Sydney Edmund Busher (19 December 1882 – 28 May 1953) was an English cricketer who played five first-class games, one for Surrey and four for Worcestershire. Of his 26 first-class wickets, 22 were bowled and four caught.

Although he had played in a minor match for Gentlemen of Surrey v Gentlemen of Netherlands at The Oval in August 1906, Busher's first-class debut did not come until April 1908, when he represented Surrey against Gentlemen of England cricket team at the same venue. Busher's maiden first-class victim was a highly illustrious one: he bowled the opposition captain W. G. Grace, who was making his final first-class appearance at the age of 59. Busher repeated this feat in the second innings, and finished with match figures of 7–92 as well as making 52 (his only fifty) as Surrey won by an innings.

In August of the same year, Busher made his debut for Worcestershire against Gloucestershire at Bristol, and in the second innings claimed what proved to be his career best figures of 6-63 (five of them bowled) to propel his county to an innings victory. In the other game he played that season, against Sussex (the only time he appeared at New Road), he picked up 5–78 in the first innings of a drawn match.
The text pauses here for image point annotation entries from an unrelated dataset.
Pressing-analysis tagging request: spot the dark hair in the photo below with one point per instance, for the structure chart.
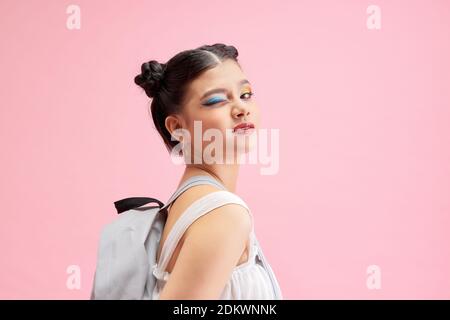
(166, 83)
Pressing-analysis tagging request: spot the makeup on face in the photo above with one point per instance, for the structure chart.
(246, 90)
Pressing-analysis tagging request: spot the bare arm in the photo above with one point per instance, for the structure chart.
(212, 248)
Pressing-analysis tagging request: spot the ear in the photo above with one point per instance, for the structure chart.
(174, 122)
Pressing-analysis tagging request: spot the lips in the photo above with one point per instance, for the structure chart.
(244, 126)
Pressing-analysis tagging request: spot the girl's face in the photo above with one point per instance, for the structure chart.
(220, 98)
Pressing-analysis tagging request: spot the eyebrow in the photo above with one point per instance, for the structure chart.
(217, 90)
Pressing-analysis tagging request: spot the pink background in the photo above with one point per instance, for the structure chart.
(363, 115)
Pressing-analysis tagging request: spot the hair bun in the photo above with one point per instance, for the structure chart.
(151, 77)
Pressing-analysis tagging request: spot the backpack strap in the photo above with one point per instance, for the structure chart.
(197, 209)
(135, 202)
(190, 182)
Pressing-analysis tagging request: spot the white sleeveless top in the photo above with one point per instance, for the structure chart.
(248, 281)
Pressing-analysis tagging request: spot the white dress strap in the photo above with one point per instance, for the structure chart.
(198, 208)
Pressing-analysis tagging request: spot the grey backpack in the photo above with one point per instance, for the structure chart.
(128, 246)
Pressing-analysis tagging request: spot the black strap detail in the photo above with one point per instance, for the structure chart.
(134, 202)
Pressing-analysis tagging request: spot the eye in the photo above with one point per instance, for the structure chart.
(249, 94)
(215, 100)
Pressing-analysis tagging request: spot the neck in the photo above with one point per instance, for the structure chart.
(226, 174)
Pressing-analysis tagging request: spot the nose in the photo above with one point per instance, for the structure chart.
(240, 110)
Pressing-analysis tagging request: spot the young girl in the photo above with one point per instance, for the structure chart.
(211, 250)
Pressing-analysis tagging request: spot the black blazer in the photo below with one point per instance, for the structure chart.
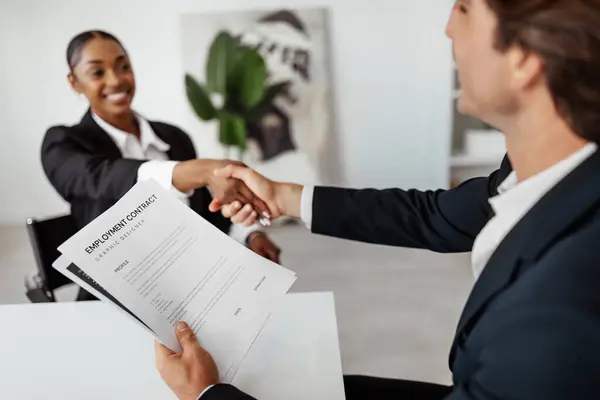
(531, 326)
(87, 169)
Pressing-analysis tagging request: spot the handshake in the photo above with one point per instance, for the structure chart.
(246, 197)
(241, 194)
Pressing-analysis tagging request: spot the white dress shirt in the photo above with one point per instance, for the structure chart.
(513, 201)
(150, 147)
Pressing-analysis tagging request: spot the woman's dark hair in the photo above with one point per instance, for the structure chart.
(77, 44)
(566, 34)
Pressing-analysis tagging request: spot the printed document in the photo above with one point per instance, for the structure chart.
(160, 262)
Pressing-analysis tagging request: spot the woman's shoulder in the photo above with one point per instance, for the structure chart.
(62, 131)
(166, 127)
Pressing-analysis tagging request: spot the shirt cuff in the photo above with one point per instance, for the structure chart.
(204, 391)
(161, 172)
(240, 233)
(306, 205)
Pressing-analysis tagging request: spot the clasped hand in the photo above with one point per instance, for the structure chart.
(279, 198)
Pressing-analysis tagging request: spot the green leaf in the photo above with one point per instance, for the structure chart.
(199, 99)
(221, 60)
(236, 76)
(270, 93)
(254, 78)
(232, 131)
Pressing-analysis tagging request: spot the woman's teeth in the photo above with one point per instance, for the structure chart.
(116, 96)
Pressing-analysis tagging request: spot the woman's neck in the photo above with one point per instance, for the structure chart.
(125, 122)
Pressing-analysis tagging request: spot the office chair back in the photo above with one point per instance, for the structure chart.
(45, 236)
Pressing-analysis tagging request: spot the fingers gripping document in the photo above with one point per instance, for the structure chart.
(160, 262)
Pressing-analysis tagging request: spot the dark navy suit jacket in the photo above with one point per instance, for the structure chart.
(531, 325)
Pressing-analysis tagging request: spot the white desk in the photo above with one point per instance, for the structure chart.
(74, 351)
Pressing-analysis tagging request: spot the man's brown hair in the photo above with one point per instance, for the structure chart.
(566, 35)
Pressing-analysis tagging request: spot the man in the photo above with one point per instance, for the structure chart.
(531, 326)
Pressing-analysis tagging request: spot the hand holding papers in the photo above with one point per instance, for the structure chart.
(159, 261)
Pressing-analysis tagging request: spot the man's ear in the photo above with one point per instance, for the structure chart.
(74, 83)
(527, 67)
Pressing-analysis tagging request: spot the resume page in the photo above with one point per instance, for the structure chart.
(164, 263)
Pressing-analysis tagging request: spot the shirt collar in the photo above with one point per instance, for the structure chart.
(518, 197)
(147, 136)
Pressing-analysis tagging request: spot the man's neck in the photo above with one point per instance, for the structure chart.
(535, 144)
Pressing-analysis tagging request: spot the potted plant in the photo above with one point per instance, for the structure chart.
(235, 92)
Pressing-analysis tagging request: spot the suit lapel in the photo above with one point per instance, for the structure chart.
(99, 137)
(566, 204)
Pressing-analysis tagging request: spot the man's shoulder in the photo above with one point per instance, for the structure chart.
(569, 270)
(225, 392)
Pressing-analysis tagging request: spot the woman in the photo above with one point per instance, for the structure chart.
(94, 163)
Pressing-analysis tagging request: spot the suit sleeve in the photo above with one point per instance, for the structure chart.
(225, 392)
(77, 173)
(442, 221)
(544, 344)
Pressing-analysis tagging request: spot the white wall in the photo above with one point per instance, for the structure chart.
(391, 77)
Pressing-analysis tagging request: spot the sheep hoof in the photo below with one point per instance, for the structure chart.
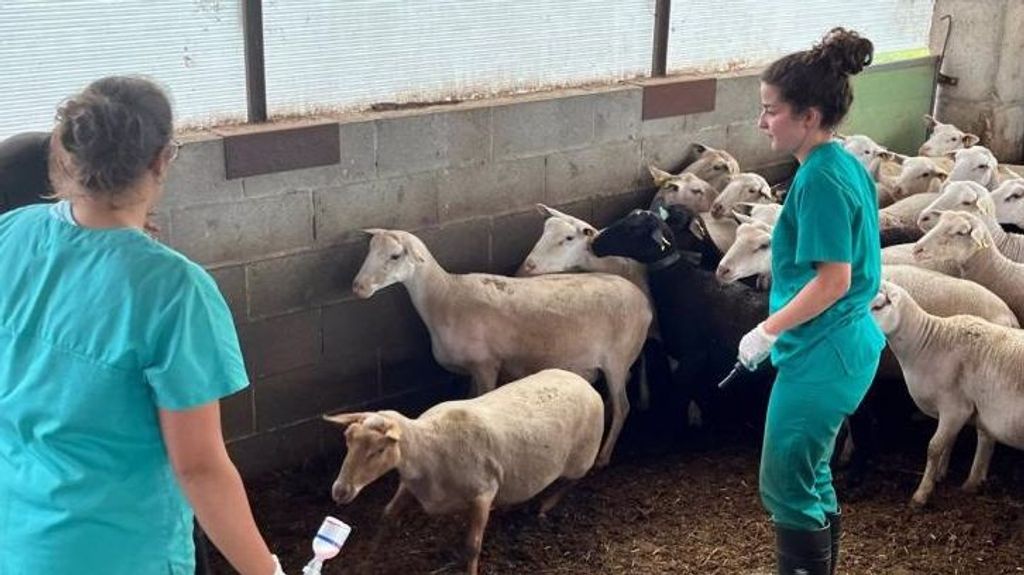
(971, 486)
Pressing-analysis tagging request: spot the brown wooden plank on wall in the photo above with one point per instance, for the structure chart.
(280, 150)
(677, 98)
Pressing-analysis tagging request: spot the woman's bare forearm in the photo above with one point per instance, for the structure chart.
(832, 282)
(222, 509)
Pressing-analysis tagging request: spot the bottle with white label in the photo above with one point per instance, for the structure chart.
(327, 543)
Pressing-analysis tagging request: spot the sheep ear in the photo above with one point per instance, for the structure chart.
(983, 206)
(345, 419)
(549, 212)
(393, 432)
(742, 208)
(978, 234)
(660, 176)
(742, 218)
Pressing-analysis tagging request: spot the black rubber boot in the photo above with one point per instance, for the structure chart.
(835, 530)
(803, 553)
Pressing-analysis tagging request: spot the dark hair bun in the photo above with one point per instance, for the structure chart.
(845, 51)
(114, 129)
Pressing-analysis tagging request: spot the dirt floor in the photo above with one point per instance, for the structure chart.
(690, 510)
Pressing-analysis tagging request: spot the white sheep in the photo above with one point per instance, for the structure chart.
(945, 138)
(977, 164)
(920, 175)
(685, 189)
(939, 294)
(748, 187)
(958, 369)
(713, 166)
(1009, 201)
(898, 222)
(466, 456)
(491, 325)
(863, 148)
(565, 247)
(750, 255)
(963, 237)
(972, 197)
(766, 213)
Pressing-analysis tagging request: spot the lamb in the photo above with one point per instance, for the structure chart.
(749, 256)
(767, 213)
(863, 148)
(977, 164)
(1009, 201)
(963, 237)
(501, 448)
(742, 187)
(713, 166)
(491, 325)
(920, 175)
(684, 189)
(945, 138)
(958, 369)
(972, 197)
(564, 247)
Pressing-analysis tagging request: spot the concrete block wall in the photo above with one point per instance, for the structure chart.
(986, 54)
(284, 246)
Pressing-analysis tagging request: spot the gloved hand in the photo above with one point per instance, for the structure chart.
(278, 570)
(755, 347)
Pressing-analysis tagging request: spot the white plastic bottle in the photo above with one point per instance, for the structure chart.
(330, 537)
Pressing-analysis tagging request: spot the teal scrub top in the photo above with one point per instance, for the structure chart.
(99, 328)
(830, 214)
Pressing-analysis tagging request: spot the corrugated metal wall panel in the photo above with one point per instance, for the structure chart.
(719, 35)
(51, 49)
(328, 53)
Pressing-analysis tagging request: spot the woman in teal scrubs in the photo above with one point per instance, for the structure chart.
(114, 351)
(825, 269)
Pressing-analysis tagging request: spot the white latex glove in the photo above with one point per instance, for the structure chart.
(755, 347)
(278, 570)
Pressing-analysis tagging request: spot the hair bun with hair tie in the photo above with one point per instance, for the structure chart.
(845, 51)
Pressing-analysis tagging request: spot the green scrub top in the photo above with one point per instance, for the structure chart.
(830, 214)
(99, 328)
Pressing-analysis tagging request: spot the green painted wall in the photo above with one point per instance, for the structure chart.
(889, 103)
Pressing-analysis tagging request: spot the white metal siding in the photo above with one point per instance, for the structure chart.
(332, 54)
(51, 49)
(324, 52)
(724, 34)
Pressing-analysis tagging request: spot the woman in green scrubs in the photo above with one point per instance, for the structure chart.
(114, 352)
(825, 269)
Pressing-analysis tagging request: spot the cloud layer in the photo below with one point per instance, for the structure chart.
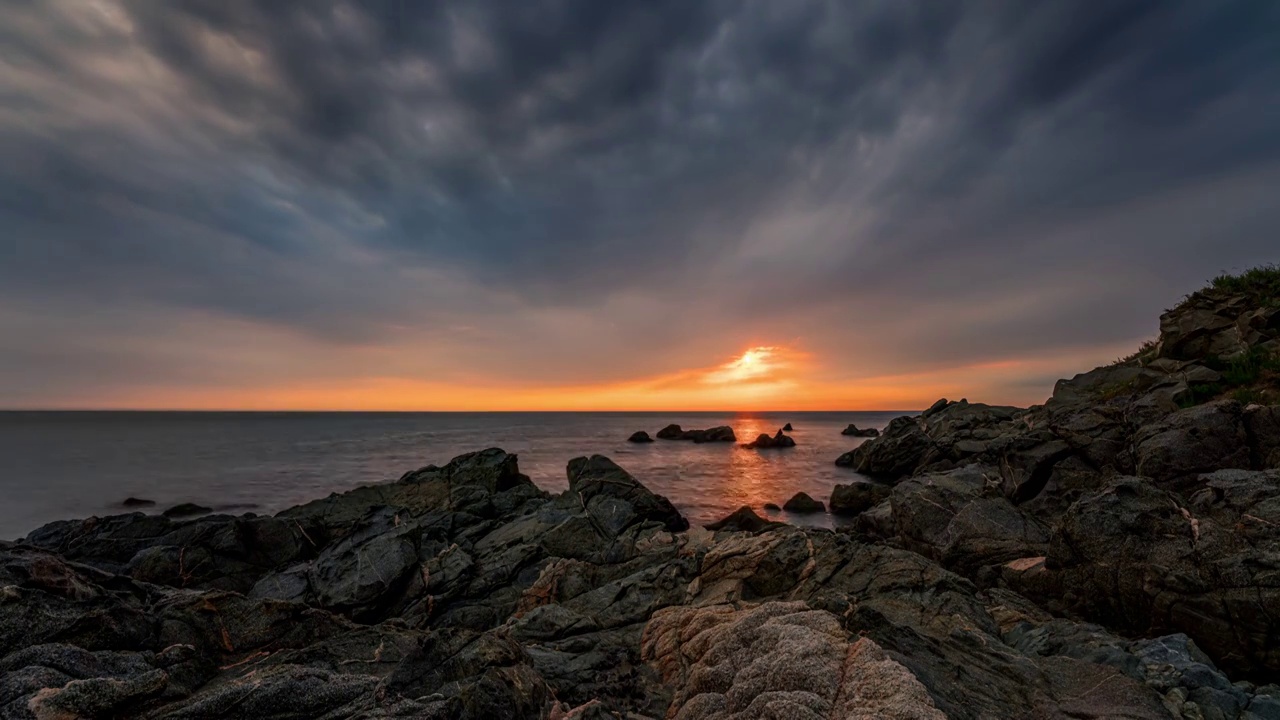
(206, 199)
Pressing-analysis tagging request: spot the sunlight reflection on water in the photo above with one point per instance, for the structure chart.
(81, 464)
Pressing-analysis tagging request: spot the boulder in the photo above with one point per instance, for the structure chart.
(600, 483)
(187, 510)
(854, 431)
(671, 432)
(777, 441)
(854, 499)
(720, 433)
(803, 504)
(744, 519)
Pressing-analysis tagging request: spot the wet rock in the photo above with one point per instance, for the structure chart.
(720, 433)
(671, 432)
(961, 520)
(1197, 440)
(187, 510)
(776, 441)
(600, 483)
(803, 504)
(777, 660)
(854, 499)
(744, 519)
(854, 431)
(1142, 560)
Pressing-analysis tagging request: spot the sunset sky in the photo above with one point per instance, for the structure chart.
(589, 205)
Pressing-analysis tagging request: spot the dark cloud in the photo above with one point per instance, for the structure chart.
(970, 181)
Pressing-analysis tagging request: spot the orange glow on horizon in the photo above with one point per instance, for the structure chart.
(757, 379)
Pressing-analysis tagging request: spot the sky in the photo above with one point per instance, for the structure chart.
(585, 205)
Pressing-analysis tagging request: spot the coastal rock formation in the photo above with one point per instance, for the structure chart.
(801, 502)
(720, 433)
(855, 499)
(854, 431)
(1110, 554)
(764, 441)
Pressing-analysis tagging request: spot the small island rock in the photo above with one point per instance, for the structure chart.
(801, 502)
(764, 441)
(856, 499)
(671, 432)
(854, 431)
(187, 510)
(744, 519)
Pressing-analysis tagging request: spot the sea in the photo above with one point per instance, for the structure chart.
(59, 465)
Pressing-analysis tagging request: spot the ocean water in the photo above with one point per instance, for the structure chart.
(60, 465)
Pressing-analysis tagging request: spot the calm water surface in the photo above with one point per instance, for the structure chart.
(58, 465)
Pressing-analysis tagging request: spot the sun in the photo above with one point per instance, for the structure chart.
(754, 363)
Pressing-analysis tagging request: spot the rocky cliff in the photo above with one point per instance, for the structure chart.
(1114, 552)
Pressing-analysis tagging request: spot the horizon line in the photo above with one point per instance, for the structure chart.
(412, 411)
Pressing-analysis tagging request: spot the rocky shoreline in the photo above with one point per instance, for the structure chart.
(1114, 552)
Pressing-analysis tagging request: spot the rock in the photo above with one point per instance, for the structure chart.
(1196, 440)
(899, 451)
(955, 519)
(187, 510)
(1142, 560)
(801, 502)
(854, 431)
(598, 481)
(855, 499)
(671, 432)
(744, 519)
(721, 433)
(777, 660)
(777, 441)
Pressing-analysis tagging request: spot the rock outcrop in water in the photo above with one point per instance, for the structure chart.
(764, 441)
(1110, 554)
(720, 433)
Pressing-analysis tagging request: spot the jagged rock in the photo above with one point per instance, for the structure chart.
(801, 502)
(764, 441)
(187, 510)
(854, 431)
(607, 488)
(854, 499)
(720, 433)
(777, 660)
(1139, 559)
(1196, 440)
(960, 520)
(671, 432)
(744, 519)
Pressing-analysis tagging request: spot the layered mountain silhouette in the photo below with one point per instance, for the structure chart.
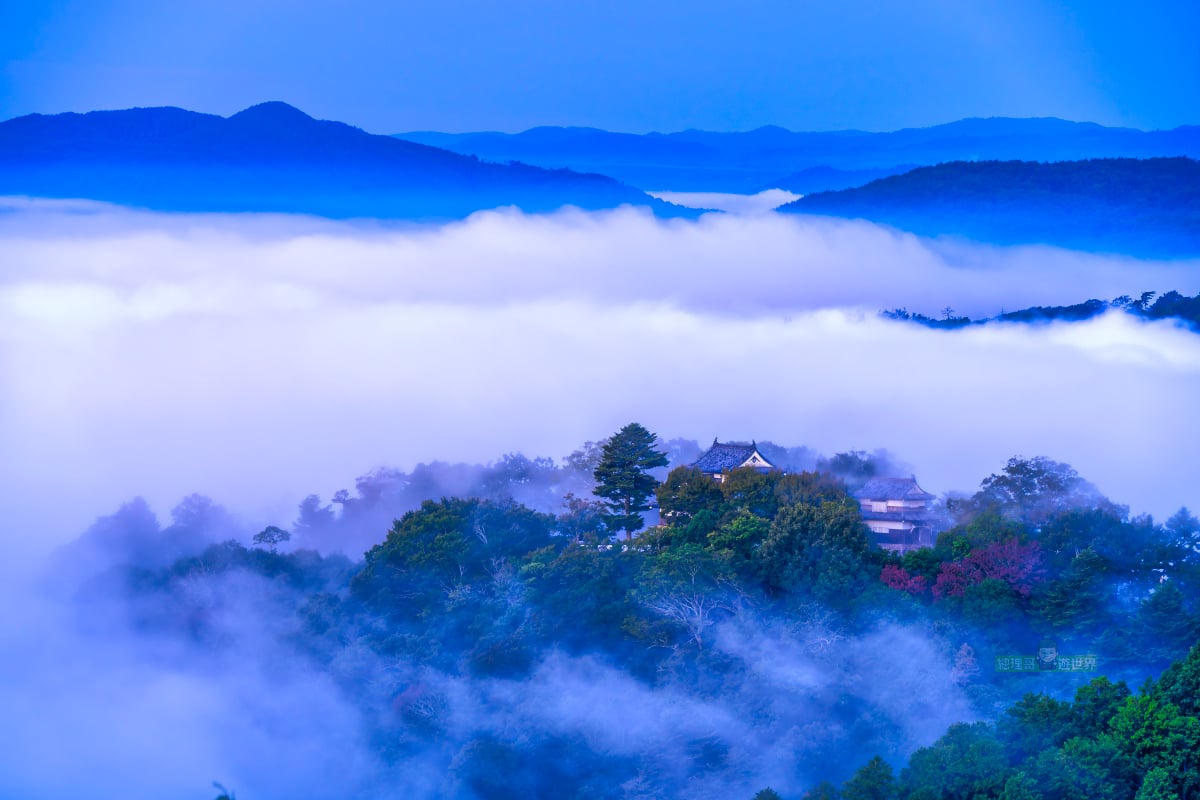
(1140, 206)
(274, 157)
(771, 157)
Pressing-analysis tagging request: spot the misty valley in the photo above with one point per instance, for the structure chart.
(970, 572)
(515, 631)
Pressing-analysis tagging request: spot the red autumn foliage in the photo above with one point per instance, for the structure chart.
(897, 577)
(1017, 565)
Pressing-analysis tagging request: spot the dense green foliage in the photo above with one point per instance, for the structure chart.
(1107, 744)
(754, 637)
(623, 476)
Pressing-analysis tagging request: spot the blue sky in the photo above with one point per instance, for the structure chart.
(462, 65)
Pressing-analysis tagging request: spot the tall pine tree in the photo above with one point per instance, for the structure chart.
(623, 479)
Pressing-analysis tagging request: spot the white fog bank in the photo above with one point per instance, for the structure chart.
(259, 359)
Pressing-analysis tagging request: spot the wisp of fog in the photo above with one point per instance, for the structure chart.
(259, 359)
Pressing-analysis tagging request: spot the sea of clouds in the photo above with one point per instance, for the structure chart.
(257, 359)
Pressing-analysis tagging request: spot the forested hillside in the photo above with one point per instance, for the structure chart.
(754, 639)
(1149, 305)
(1139, 206)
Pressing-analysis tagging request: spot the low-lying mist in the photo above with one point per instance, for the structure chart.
(258, 359)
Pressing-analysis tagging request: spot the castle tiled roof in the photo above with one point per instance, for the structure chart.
(892, 488)
(721, 457)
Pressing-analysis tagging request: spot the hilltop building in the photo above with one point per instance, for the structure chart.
(720, 458)
(898, 512)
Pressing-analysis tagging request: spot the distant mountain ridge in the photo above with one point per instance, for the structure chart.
(1138, 206)
(274, 157)
(767, 157)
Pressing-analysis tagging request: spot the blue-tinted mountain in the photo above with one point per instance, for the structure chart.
(1140, 206)
(274, 157)
(767, 157)
(831, 179)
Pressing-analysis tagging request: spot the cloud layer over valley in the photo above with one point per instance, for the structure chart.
(259, 359)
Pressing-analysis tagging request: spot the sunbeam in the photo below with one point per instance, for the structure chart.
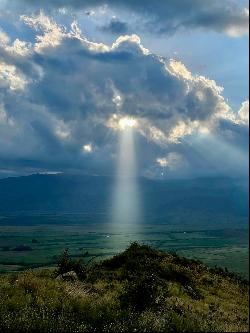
(126, 205)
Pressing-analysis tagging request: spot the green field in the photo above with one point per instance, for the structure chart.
(225, 247)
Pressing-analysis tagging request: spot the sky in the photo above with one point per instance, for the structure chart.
(71, 70)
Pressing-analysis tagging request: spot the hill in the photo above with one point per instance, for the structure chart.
(220, 197)
(140, 289)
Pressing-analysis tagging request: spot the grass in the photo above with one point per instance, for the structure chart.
(140, 289)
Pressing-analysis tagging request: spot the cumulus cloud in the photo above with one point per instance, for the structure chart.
(67, 94)
(115, 26)
(165, 16)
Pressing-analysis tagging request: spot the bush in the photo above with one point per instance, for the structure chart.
(66, 264)
(140, 293)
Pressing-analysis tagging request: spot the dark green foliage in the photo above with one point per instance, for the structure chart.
(141, 290)
(66, 264)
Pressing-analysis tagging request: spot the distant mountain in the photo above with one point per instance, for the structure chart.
(61, 193)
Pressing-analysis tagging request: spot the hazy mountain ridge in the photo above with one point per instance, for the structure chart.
(93, 194)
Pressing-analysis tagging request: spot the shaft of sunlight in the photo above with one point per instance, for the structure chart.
(126, 205)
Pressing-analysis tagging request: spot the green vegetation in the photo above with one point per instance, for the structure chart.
(140, 289)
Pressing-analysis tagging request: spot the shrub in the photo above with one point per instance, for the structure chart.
(140, 292)
(66, 264)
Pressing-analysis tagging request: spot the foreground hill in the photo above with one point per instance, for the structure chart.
(223, 198)
(140, 289)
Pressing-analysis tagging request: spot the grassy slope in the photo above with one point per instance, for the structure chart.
(140, 289)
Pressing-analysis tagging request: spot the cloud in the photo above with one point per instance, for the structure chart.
(116, 27)
(62, 99)
(164, 17)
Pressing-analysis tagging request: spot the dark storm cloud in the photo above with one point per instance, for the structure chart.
(165, 16)
(61, 94)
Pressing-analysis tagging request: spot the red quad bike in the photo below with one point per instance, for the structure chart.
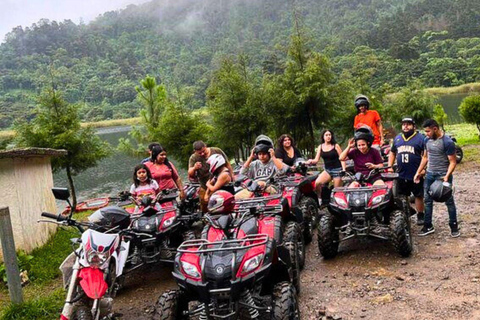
(366, 210)
(290, 193)
(160, 228)
(242, 268)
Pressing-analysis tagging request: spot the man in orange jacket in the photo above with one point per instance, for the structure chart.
(370, 118)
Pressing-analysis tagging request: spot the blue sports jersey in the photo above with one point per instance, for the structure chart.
(409, 154)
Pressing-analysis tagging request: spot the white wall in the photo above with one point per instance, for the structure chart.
(25, 187)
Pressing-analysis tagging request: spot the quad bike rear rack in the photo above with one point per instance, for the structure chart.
(205, 246)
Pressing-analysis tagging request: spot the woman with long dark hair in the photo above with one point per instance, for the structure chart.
(163, 171)
(286, 150)
(329, 150)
Busher did not play any cricket in 1909, but August of the following year he appeared twice more for Worcestershire, against Gloucestershire at Cheltenham and against Somerset at Taunton. Worcestershire lost the former match by an innings but won the latter by 295 runs. Busher himself also experienced mixed fortunes in these games: against Gloucestershire he could manage only one wicket, but after a wicketless first innings against Somerset he recorded 5–13 in the second; his last first-class wicket was that of wicket-keeper Arthur Newton.

Busher was born in Solihull; he later emigrated to Australia and died there aged 70 in Turramurra, a suburb of Sydney.

His brother Harold had one game for Warwickshire in 1908.